This phrase has been on my mind so much lately. As someone who tried to turn everything into a lifetime because the original blueprint left something to be desired for. How to know what plugs into where. Square peg and a round hole is a particular speciality of mine. Cafe name ?! Maybe !
Apparently you’re supposed to use your emotions to figure these things out. Who knew those weren’t secondary or even unnecessary dead weight. Even someone who can feel them at a level that is super sonic.
Today I dreamed of owning an indie book shop with a running title Sips and Sentences. Coffee of course. Maybe sandwiches named after various literary characters. But maybe just coffee. Definitely dessert. My motto lately: keep it simple sweetie. Or kiss. I talk to myself real gentle and sweet for the most at part these days.

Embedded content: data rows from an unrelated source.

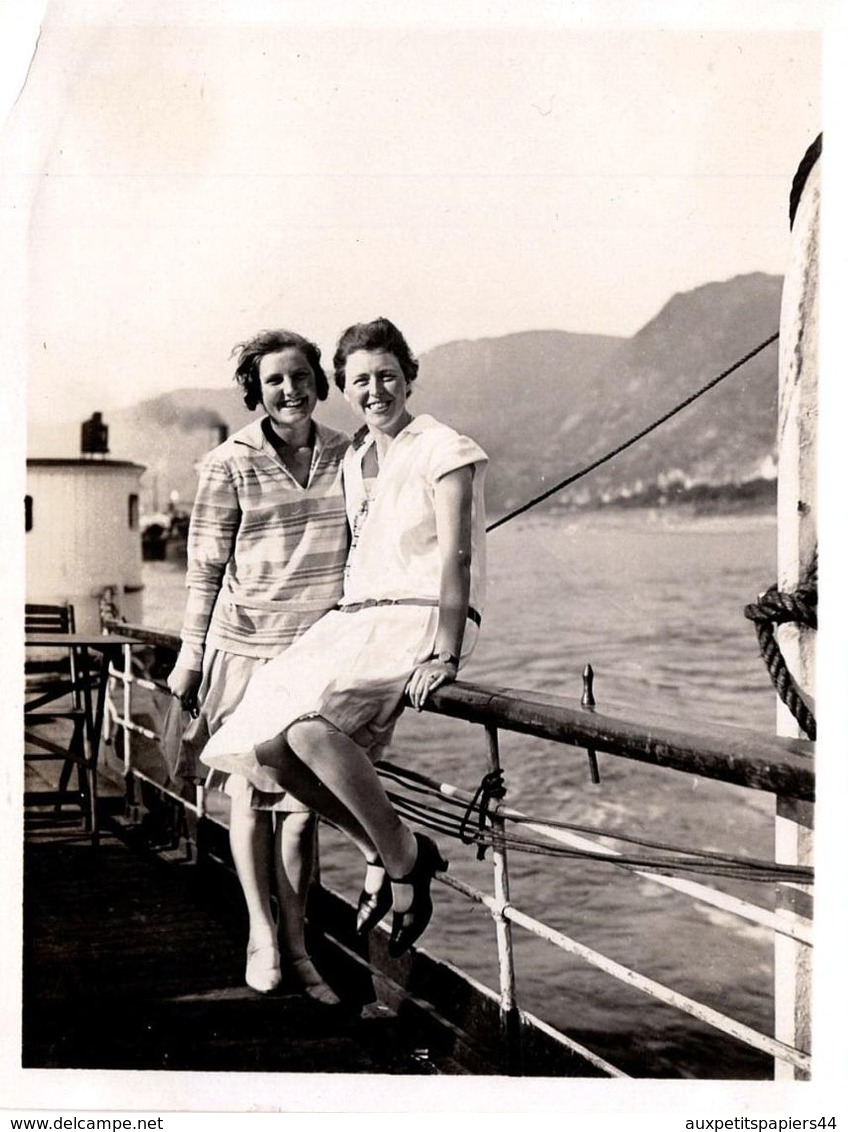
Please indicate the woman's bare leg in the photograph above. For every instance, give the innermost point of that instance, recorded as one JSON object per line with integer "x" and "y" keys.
{"x": 251, "y": 841}
{"x": 296, "y": 843}
{"x": 296, "y": 777}
{"x": 350, "y": 779}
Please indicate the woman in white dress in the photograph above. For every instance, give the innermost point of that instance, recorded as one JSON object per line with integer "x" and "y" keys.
{"x": 315, "y": 719}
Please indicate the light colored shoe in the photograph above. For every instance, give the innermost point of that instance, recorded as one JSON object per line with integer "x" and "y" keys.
{"x": 263, "y": 970}
{"x": 311, "y": 984}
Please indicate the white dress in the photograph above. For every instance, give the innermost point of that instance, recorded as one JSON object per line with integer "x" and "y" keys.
{"x": 352, "y": 667}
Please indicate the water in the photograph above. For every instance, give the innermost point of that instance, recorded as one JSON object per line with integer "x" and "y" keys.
{"x": 654, "y": 602}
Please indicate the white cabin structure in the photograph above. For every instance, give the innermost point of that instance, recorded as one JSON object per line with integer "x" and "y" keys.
{"x": 83, "y": 536}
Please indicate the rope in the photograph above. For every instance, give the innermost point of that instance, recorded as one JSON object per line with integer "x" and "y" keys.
{"x": 669, "y": 859}
{"x": 491, "y": 786}
{"x": 633, "y": 439}
{"x": 777, "y": 608}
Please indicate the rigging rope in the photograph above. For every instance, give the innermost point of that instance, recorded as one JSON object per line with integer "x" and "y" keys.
{"x": 633, "y": 439}
{"x": 777, "y": 608}
{"x": 669, "y": 859}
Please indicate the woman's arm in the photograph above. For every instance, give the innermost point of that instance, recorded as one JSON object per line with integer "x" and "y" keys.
{"x": 213, "y": 528}
{"x": 453, "y": 529}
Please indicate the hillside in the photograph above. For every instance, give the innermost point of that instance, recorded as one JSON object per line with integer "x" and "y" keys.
{"x": 542, "y": 403}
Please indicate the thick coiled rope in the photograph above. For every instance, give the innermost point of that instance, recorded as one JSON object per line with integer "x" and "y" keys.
{"x": 777, "y": 608}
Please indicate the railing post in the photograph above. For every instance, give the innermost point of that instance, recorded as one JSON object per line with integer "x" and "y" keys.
{"x": 510, "y": 1018}
{"x": 797, "y": 541}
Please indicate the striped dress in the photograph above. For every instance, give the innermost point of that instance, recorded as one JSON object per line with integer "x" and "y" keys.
{"x": 265, "y": 555}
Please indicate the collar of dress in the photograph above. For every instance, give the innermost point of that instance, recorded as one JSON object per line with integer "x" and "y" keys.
{"x": 251, "y": 435}
{"x": 363, "y": 437}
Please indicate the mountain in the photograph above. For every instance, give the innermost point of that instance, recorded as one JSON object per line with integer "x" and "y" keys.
{"x": 542, "y": 403}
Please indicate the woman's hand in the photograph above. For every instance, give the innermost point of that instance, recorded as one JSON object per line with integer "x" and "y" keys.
{"x": 185, "y": 683}
{"x": 426, "y": 678}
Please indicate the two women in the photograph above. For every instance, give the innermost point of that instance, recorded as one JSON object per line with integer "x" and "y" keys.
{"x": 316, "y": 718}
{"x": 266, "y": 551}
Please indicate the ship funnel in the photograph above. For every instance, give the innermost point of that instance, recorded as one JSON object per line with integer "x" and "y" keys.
{"x": 94, "y": 436}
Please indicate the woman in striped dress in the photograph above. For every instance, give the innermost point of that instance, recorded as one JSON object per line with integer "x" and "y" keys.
{"x": 266, "y": 550}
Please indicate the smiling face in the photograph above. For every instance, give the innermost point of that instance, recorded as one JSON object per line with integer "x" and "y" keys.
{"x": 376, "y": 387}
{"x": 288, "y": 388}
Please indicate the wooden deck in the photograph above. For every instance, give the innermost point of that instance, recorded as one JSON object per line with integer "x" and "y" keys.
{"x": 133, "y": 961}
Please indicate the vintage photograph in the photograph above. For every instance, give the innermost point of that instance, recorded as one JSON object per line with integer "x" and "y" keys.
{"x": 416, "y": 609}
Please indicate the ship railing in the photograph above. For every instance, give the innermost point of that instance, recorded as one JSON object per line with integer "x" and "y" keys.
{"x": 780, "y": 766}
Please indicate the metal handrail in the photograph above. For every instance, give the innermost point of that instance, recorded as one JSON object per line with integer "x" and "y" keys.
{"x": 736, "y": 755}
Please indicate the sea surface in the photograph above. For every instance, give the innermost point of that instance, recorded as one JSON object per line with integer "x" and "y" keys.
{"x": 653, "y": 600}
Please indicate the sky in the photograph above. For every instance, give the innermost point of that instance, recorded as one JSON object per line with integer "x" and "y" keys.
{"x": 189, "y": 178}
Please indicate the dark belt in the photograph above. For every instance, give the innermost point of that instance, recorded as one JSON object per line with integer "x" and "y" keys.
{"x": 371, "y": 602}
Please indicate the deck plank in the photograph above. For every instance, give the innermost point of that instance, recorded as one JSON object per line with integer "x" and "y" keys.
{"x": 131, "y": 962}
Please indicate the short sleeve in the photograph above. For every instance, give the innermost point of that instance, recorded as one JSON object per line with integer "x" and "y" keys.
{"x": 451, "y": 451}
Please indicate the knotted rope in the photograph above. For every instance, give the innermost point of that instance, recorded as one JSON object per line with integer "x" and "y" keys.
{"x": 491, "y": 786}
{"x": 777, "y": 608}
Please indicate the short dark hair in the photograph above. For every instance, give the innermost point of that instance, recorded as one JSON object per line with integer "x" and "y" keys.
{"x": 378, "y": 334}
{"x": 254, "y": 350}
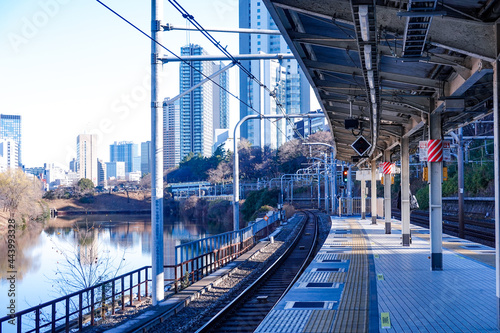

I’m listening to music and walking in the dreary twilight under a slight drizzle. That we will call ambience.
Lake Missoula by Richie and the something is what my Spotify Dj has picked for me. I have Linda R Long Long Time stuck in my head.
These days so many good sentences, strong ones, sprout from the dirt of my mind. And yet somehow the will to commit them isn’t quite where I want it.
Some life force piece missing. For a know it all type I’m pretty blank on this one.
Walks feed my soul.
Sunday dinners too.
I finished Book Lovers today by Emily Henry. My third romance novel this year. Whoa! Something’s happening. Towards authenticity or away?! Hmmm.
My 20th book this year, 2 behind my 30 goal. My queue (I can never spell this word), is burgeoning bursting at the seams. Life’s too short for all I want to read. But I will write a great American Novel. Someone will probably just have to organize it for me.
I’m a little over self help (a total lie), or maybe I just know I’m more full and g shit than I’d like to be. Like most of us I suppose. I think that’s really a beginning. When you end up back at start over and over to get a layer deeper into life. I should be at the center of the earth by now.
And enlightened soul would probably laugh at how much of a beginner I still am.
That’s ok…..
I truly enjoyed it (the book) A lot to relate to actually. Color me surprised.
I like when life surprises me. Sometimes anyway. Ok universe don’t get too carried away with that one. I know what you’re capable of.
Caramel conversations and Apple kisses. It’s about to be fall and I’m feeling it all as usual. My colors are changing too. My leaves about to drop. Naked and shaking again. Visceral, literal, liberal love, haunted pages.
Light and dark fights for the stage. Desires in my sights. Old and young all at once.
When I put words to a melody magic happens.
Each song brings something else forth.
Unlock me. Unravel. Time is a lie. Only energy matters.
How can you be frozen and flowing all at once.
Today I was thinking about getting coffee and I knew there was a Dunkin’ at a particular stretch near Oxford. And that the Derby Starbucks has closed. I immediately knew Dunkin was not going to be where it’s at.
And I wondered at what moment I became a full fledged Starbucks girl. Like where I’d never look back.
I realized we never know when these moments will be sometimes until years later.
I chose nostalgia of a different kind and went to Safari Kaffeine. Too sweet. Not how I remembered. Not the taste I was going for.
I’m becoming and unlocking and blooming and blossoming. Particularly as a writer. Yet there are still glaciers inside me.
Which is fine because one just can’t go melting all over the place can they?!
I’m no drip….
Anyway that’s it for my evening musings…. Walks over.